La plume du secret bruissait avec le vent qui emporta ses derniers doutes.

L'oiseau s'en était allé sans voler.

Il n'y eut ni la douleur des bras d'un père pour la retenir ni les larmes inconstantes d'une mère qui aurait essayé, réussissant probablement, à empêcher la jeune blanche de commettre l'irréparable.

Ce ne fut plus l'ombre d'une corruption insoupçonnée qui sauva sa forme passive. Ce ne fut plus une anonyme sans réelle forme mais une squelette faite d'os et de corruption qui accueillit sa jumelle contre elle pour que plus jamais elle n'ait mal.

Elle n'avait point besoin qu'elle lui parle d'elle, qu'elle lui partage ses rêves et ses doutes. Elle savait déjà tout d'elle comme l'autre connaissait l'une sur le bout des phalanges.

Pour arracher les mauvaises herbes sur sa route et qu'importe ce que dit ou pense le monde, Surma était la plus forte et la plus belle à ses yeux et elle ne la laissera jamais être rabaissée par les autres.

Pourquoi maintenant ? Pourquoi après toutes ces années d'errances, ces années de solitude, ces années de torture psychologiques, pourquoi ce ne fut qu'après tout cela que la forme corrompue arriva seulement ?

Pourquoi il fallut que Surma endure tant de souffrances avant d'avoir une main tendue ? Pourquoi faut-il que les suppliciés ploient sous les coups des bourreaux pour que l'assemblée ne daigne huer celui qui ne fait qu'appliquer la sentence ?

Certains diront que le monde est ainsi. Que Pitié n'existe point si elle n'est convoquée. Que Providence ne peut contrer Fatalité avec qui elle œuvre en secret pour que le monde des Hommes soit moins dur aux hommes.

Mais les Hommes aiment voir les hommes plier sous le joug. Ils aiment voir la minorité écrasée ; mais au nom de qui, de quoi ? Que d'un coup d'un seul, Ils régissent un monde à leur image pour que jaillisse une réplique de Perfection.
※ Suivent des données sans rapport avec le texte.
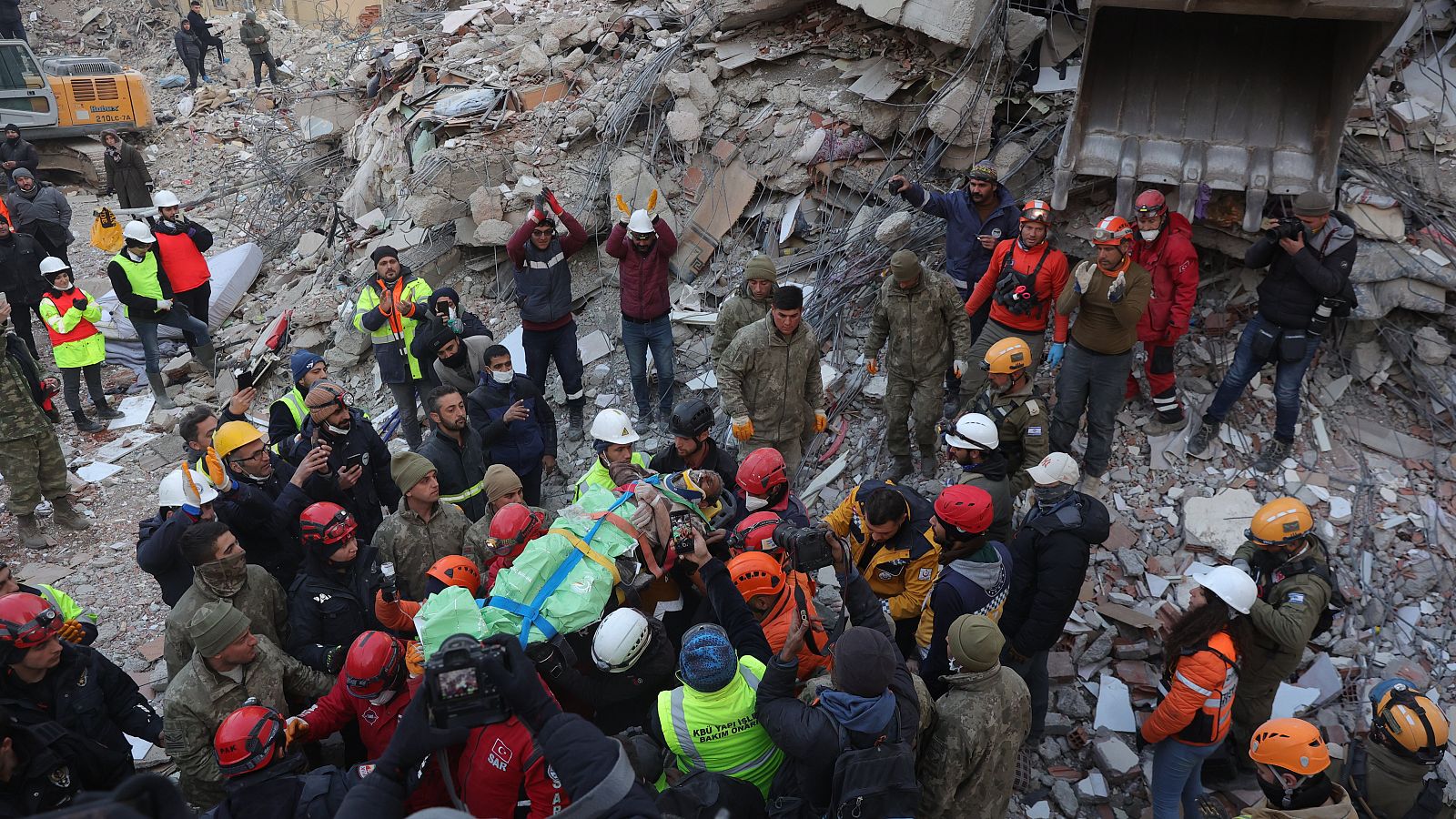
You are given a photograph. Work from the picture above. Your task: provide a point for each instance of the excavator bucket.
(1238, 95)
Mais Perfection n'est que le verso de la distopique Désillusion. Toutes deux ne sont que factices et illusoires. Ni l'une ni l'autre n'a de réelle existence que pour ceux qui s'abîment à déifier le mensonge et diviniser la tromperie.
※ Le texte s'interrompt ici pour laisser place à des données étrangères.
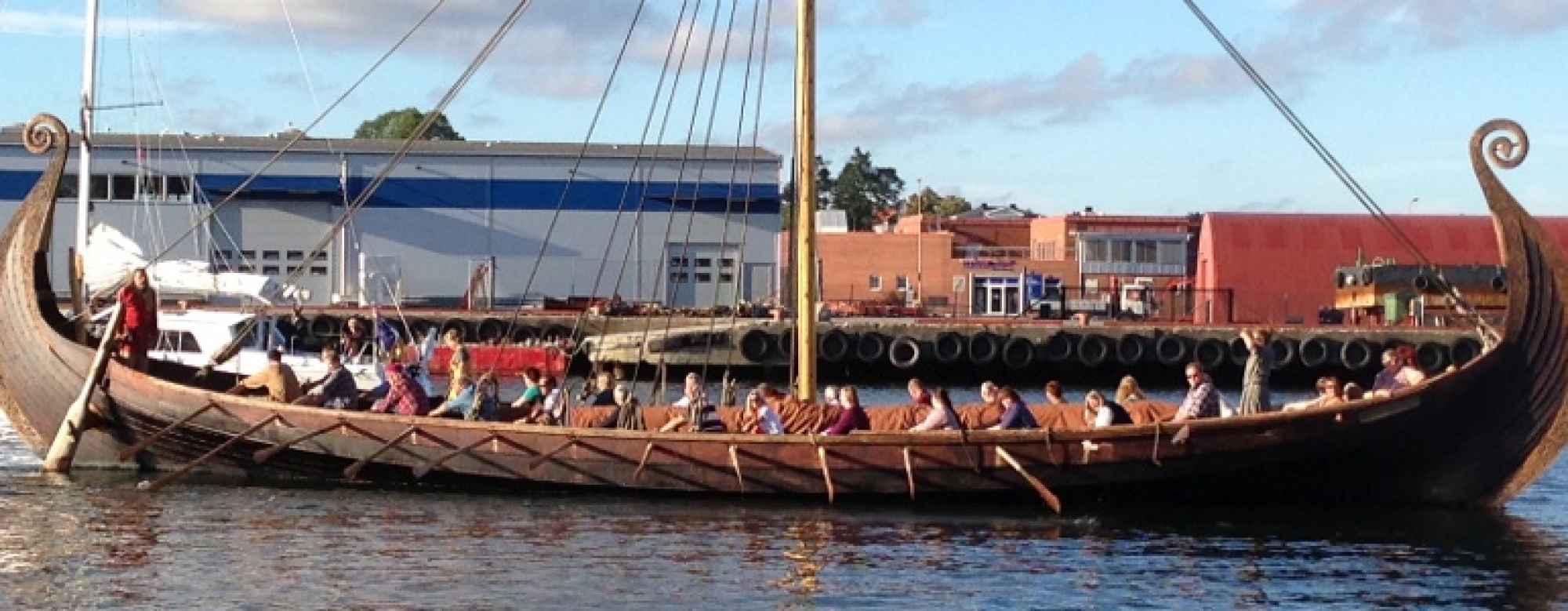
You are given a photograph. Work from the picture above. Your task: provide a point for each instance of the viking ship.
(1473, 436)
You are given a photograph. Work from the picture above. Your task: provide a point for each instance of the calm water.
(100, 543)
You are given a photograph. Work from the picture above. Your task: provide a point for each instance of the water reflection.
(104, 544)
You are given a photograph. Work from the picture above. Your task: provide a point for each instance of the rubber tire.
(871, 348)
(948, 348)
(1018, 353)
(1359, 355)
(1211, 355)
(1285, 350)
(904, 353)
(1432, 356)
(1131, 348)
(1316, 351)
(1171, 350)
(1095, 350)
(755, 345)
(1061, 347)
(984, 348)
(833, 347)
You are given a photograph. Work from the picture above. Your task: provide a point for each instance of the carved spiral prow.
(1498, 143)
(43, 133)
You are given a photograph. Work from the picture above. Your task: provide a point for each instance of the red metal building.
(1282, 267)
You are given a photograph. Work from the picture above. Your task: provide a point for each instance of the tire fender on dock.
(1240, 351)
(948, 348)
(1018, 353)
(1171, 350)
(1094, 350)
(1130, 348)
(325, 326)
(1316, 351)
(904, 353)
(1210, 353)
(1432, 356)
(1285, 350)
(984, 348)
(833, 347)
(1061, 347)
(1359, 355)
(871, 347)
(755, 345)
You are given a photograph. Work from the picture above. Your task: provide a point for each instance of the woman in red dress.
(140, 322)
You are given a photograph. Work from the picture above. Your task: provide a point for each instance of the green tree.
(862, 188)
(399, 124)
(937, 204)
(788, 198)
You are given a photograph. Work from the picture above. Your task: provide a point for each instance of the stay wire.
(1334, 163)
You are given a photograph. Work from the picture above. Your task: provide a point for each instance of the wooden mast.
(805, 201)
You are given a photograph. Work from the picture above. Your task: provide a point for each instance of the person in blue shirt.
(1017, 413)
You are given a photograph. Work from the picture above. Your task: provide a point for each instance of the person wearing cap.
(404, 395)
(278, 380)
(335, 391)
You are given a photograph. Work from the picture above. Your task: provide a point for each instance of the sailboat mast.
(807, 199)
(85, 158)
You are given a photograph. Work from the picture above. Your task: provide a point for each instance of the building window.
(1122, 251)
(1094, 251)
(98, 187)
(123, 187)
(1144, 251)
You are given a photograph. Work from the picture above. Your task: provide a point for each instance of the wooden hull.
(1475, 436)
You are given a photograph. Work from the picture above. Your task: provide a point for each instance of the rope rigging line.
(397, 158)
(702, 171)
(633, 173)
(307, 130)
(752, 168)
(583, 154)
(1340, 171)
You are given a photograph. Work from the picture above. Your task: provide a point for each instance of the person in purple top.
(1017, 413)
(852, 417)
(1202, 402)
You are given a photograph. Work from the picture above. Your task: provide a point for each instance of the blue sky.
(1054, 105)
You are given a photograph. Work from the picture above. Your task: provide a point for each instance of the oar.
(64, 450)
(550, 455)
(735, 461)
(644, 461)
(352, 472)
(427, 466)
(145, 442)
(827, 478)
(1045, 493)
(267, 453)
(170, 478)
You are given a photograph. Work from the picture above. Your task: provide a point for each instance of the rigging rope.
(1340, 171)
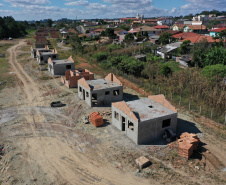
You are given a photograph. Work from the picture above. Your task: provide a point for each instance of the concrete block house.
(72, 76)
(34, 50)
(59, 67)
(100, 92)
(145, 120)
(43, 57)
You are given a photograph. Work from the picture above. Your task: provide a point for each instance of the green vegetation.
(5, 68)
(166, 38)
(11, 28)
(213, 72)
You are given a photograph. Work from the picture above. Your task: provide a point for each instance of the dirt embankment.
(52, 146)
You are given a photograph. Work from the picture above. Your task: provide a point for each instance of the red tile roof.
(197, 27)
(185, 35)
(200, 38)
(218, 30)
(161, 27)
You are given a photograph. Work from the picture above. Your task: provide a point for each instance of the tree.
(76, 44)
(166, 70)
(199, 52)
(166, 38)
(146, 34)
(184, 47)
(129, 37)
(49, 22)
(110, 32)
(216, 55)
(213, 71)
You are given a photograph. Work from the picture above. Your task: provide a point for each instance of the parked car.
(56, 104)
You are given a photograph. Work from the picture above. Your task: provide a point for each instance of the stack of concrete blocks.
(187, 144)
(72, 76)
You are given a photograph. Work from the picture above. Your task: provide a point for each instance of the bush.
(213, 71)
(100, 56)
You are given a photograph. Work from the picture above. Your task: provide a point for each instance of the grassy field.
(5, 76)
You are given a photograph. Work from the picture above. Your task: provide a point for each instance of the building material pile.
(187, 144)
(142, 162)
(96, 119)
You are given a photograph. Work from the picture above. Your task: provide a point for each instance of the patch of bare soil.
(47, 145)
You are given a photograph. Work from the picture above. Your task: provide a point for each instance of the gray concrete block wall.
(60, 69)
(149, 132)
(88, 99)
(132, 134)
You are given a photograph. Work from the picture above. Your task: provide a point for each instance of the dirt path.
(61, 162)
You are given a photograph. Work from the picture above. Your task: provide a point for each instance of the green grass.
(5, 68)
Tout comme Elles, la forme corrompue n'avait eu de corps. Cet abîme de contradiction entre les deux formes empêchait Nobody d' « être ». Ce n'est que lorsque la Mort jugea bon de lever la malédiction que la squelette à la  corruption noire pu enfin s'élancer sur sa jumelle.
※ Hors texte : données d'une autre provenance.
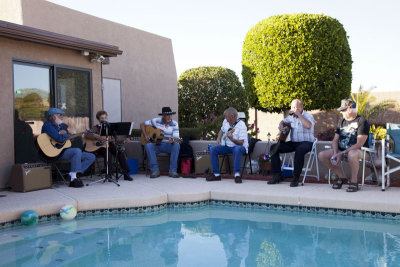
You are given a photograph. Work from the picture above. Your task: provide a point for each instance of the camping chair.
(312, 157)
(393, 133)
(252, 142)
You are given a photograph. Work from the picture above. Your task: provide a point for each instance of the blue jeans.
(237, 152)
(152, 150)
(80, 160)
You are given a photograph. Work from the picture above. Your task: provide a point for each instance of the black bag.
(185, 152)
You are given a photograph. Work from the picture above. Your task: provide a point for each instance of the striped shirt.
(171, 130)
(299, 133)
(239, 134)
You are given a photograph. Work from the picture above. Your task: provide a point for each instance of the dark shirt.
(53, 130)
(348, 131)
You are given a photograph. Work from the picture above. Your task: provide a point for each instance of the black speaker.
(29, 177)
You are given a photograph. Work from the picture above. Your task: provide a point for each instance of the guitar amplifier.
(29, 177)
(202, 163)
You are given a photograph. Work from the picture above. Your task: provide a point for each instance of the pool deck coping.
(144, 192)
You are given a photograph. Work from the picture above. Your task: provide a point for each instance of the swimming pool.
(205, 236)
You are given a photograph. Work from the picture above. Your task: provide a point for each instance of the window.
(34, 94)
(73, 97)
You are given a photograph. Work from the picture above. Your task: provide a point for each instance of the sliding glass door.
(37, 87)
(32, 85)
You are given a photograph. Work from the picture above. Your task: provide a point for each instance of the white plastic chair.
(393, 131)
(312, 157)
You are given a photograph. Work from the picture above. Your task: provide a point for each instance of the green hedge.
(303, 56)
(208, 89)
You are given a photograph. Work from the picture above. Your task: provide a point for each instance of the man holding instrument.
(232, 139)
(94, 135)
(301, 141)
(80, 161)
(170, 131)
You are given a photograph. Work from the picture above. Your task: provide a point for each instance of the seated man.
(170, 129)
(351, 134)
(80, 161)
(301, 141)
(94, 134)
(232, 139)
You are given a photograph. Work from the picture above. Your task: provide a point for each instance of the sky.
(211, 32)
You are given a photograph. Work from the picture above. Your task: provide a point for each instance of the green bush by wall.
(205, 89)
(303, 56)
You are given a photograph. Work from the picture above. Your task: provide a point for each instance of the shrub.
(365, 107)
(210, 126)
(205, 89)
(303, 56)
(328, 135)
(194, 132)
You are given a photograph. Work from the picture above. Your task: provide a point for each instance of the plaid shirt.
(171, 130)
(299, 133)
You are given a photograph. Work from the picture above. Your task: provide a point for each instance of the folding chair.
(392, 135)
(312, 157)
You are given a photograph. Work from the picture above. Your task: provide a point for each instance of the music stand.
(107, 129)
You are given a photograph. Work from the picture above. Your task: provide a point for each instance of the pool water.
(206, 236)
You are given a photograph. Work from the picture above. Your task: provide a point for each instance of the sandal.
(338, 183)
(353, 187)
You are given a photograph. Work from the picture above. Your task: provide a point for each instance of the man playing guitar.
(170, 129)
(233, 136)
(80, 161)
(301, 141)
(94, 134)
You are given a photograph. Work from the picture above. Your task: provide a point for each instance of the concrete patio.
(144, 191)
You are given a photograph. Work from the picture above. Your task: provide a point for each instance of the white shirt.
(239, 134)
(299, 133)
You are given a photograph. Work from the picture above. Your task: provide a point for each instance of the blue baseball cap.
(53, 111)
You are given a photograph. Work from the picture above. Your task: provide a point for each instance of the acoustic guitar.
(50, 147)
(281, 137)
(156, 136)
(224, 136)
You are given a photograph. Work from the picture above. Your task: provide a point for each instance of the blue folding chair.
(392, 136)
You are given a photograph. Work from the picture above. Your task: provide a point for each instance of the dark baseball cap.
(347, 103)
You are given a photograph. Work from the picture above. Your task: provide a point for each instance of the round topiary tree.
(303, 56)
(206, 90)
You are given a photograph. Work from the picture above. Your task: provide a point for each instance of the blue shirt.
(171, 130)
(53, 130)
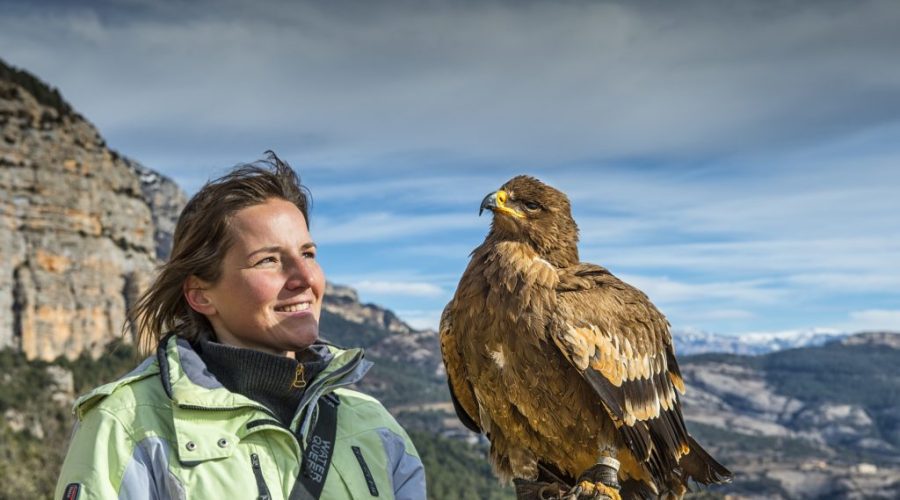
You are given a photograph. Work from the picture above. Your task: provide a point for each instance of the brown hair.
(202, 238)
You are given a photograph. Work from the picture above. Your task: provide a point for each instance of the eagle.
(569, 371)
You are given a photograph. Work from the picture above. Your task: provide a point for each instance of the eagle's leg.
(601, 480)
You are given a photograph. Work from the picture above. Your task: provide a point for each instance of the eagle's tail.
(699, 465)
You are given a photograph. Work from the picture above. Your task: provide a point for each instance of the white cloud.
(872, 320)
(534, 84)
(381, 226)
(665, 290)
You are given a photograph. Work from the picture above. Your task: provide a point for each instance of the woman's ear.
(195, 292)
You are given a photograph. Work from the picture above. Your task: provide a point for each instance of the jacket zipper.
(260, 481)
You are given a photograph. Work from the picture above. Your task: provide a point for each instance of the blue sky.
(738, 161)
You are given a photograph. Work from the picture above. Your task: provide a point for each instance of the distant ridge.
(42, 93)
(689, 342)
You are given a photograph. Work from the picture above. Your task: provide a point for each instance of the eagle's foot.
(537, 490)
(593, 491)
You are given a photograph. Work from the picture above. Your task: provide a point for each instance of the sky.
(737, 161)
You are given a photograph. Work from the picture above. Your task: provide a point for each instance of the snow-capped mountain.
(689, 342)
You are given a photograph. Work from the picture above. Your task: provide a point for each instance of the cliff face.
(78, 236)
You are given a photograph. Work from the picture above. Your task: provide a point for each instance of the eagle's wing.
(620, 343)
(461, 392)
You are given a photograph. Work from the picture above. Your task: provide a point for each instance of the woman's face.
(269, 296)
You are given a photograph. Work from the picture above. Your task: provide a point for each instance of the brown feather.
(555, 359)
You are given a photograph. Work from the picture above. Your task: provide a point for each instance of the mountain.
(813, 422)
(81, 226)
(689, 342)
(811, 414)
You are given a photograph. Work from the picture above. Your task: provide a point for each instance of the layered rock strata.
(78, 238)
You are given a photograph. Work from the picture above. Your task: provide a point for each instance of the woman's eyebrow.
(277, 248)
(270, 249)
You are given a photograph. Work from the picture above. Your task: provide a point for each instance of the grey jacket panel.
(408, 473)
(147, 475)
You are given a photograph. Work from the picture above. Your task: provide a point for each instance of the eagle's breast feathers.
(556, 360)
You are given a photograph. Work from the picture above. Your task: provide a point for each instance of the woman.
(240, 399)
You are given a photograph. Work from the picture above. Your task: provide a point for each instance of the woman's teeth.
(303, 306)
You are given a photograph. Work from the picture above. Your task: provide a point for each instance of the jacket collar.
(201, 432)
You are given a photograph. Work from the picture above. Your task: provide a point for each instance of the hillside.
(81, 227)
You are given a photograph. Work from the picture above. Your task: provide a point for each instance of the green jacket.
(169, 429)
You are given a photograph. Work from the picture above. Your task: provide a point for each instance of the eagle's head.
(527, 210)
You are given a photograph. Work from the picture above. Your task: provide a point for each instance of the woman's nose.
(300, 273)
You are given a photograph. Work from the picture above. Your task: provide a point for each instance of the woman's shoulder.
(139, 386)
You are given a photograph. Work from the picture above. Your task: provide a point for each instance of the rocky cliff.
(79, 235)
Le temps que leurs regards s'effleurent, leurs âmes battaient déjà la chamade et elles sentirent une douce chaleur les envahir sans le vouloir. L'oiseau blessé qui voletait autour de la blanche innocemment brusquement a replié ses ailes pour choir dans ta main de la noire.

Son corps qu'elle ne pouvait s'empêcher d'enlacer, son visage qu'elle embrassa pour la première fois passionnément. Leur amour jamais elles ne pourront l'expliquer.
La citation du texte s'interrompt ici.